While cholesterol is used as a marker for heart disease, in order to get a clearer idea of your real risk, it’s important to consider this marker alongside other markers such as levels of triglycerides, blood pressure and homocysteine.
If you eat a diet high in sugar and refined carbohydrates and fried foods, and low in protective fruits and vegetables, then cholesterol is likely to become damaged by oxidation. This type of diet also provides very little soluble fibre which is essential in eliminating excess cholesterol. In general, the best diet for lowering LDL cholesterol is a low GI diet. This type of diet has been found to be particularly effective in reducing LDL and triglycerides and raising HDL (1). A huge benefit of a low GI diet is that it has greater levels of soluble fibre which helps to remove LDL cholesterol from the body. It also provides plenty of antioxidants, helping to combat oxidative damage.
Here are 10 simple ways to reduce your cholesterol level, improve your lipid profile and lower your overall risk of heart disease.
1. Increase leafy greens and add raw nuts and seeds to your diet.
These boost magnesium, helping to relax your arteries.
2. Drink 8 glasses of water each day.
Proper hydration reduces blood pressure by lowering levels of sodium inside cells.
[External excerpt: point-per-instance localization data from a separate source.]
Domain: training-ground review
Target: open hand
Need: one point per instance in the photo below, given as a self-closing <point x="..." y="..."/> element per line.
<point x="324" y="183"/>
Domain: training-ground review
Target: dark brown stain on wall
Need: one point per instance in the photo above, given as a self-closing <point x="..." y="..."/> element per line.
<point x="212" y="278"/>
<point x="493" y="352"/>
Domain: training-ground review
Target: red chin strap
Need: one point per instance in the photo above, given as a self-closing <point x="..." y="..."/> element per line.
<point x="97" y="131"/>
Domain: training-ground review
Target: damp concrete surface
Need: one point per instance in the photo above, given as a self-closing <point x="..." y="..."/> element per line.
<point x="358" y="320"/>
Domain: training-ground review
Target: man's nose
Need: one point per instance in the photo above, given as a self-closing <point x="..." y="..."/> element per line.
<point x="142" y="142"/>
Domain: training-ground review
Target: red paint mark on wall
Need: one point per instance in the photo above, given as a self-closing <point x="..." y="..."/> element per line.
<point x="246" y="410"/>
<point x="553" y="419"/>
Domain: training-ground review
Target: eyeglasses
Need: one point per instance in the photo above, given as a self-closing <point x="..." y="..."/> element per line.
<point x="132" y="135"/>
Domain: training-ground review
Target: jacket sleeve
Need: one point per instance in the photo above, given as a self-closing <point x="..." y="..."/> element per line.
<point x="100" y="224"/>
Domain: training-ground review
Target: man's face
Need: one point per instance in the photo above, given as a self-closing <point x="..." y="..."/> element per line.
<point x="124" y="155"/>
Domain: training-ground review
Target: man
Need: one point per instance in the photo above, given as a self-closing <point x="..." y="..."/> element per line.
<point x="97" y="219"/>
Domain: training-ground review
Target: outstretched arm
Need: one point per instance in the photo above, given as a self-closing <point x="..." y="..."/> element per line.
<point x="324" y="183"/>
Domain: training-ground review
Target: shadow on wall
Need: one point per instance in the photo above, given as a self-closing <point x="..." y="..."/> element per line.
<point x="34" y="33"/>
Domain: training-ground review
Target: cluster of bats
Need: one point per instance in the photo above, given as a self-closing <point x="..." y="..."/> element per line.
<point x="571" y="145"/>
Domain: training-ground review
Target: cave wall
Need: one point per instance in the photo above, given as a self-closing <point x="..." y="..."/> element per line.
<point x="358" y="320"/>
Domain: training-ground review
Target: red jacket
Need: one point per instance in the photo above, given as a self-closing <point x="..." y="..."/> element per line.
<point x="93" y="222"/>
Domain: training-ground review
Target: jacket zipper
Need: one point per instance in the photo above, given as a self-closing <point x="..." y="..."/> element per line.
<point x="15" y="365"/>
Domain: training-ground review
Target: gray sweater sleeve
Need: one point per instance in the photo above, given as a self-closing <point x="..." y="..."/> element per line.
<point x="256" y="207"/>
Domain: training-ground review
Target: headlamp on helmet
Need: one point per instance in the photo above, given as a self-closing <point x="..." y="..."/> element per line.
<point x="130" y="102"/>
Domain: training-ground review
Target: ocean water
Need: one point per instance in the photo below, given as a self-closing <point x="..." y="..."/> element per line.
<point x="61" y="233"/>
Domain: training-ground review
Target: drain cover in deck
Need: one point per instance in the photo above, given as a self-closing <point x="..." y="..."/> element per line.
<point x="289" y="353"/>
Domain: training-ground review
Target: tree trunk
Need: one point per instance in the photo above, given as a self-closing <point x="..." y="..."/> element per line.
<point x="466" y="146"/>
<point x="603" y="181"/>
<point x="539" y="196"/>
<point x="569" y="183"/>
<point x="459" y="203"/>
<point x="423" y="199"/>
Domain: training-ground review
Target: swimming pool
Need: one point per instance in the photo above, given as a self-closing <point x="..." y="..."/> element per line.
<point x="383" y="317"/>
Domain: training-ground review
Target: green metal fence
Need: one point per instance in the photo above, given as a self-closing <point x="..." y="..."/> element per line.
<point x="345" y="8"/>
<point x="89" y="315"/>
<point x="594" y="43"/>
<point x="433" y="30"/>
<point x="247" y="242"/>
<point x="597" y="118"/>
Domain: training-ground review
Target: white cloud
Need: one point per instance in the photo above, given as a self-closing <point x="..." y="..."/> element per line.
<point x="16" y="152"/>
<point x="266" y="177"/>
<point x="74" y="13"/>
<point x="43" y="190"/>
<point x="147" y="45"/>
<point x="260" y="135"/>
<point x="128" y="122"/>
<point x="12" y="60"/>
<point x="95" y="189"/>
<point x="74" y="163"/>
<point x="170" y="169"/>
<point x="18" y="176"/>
3. Reduce your salt intake.
Reducing sodium levels can help to relax the arteries.
4. Add plant sterols.
Plant sterols lower ‘bad’ cholesterol by blocking its absorption. They are present in soya beans, lentils, nuts and seeds.
5. Increase low GI carbohydrates.
Soluble fibre, in oats, lentils, beans and vegetables, helps to reduce levels of ‘bad’ cholesterol. Beta-glucans in oats are particularly beneficial.
6. Add antioxidant-rich foods every day.
Antioxidants ‘mop up’ damage within the arteries. Try blueberries, strawberries, plums, tenderstem broccoli and spinach.
7. Boost your omega-3 intake with oily fish, flaxseed oil or omega-3 eggs.
Omega-3 fats help to lower triglycerides, lower ‘bad’ cholesterol and increase ‘good’ cholesterol.
8. Add garlic, ginger and turmeric to your cooking.
Garlic promotes healthy blood pressure, cholesterol and triglyceride levels. Turmeric and ginger help to relax the arteries.
9. Consider supplementing Co-Q10 and Vitamin C.
These nutrients reduce damage in the arteries and lower blood pressure.
10. Boost your B Vitamins.
Homocysteine is actually one of the strongest predictors of heart disease (2), damaging the lining of the arteries, but B vitamins convert it into a harmless substance. If you have raised homocysteine levels, then supplementing with B Vitamins can help. Try foods rich in folic acid such as broccoli, asparagus and spinach.
1. Stroke Statistics. British Heart Foundation and The Stroke Association. 2009.
2. Jardine MJ et al (2012) The effect of folic acid based homocysteine lowering on cardiovascular events in people with kidney disease: systematic review and meta-analysis. BMJ 2012;344:e3533.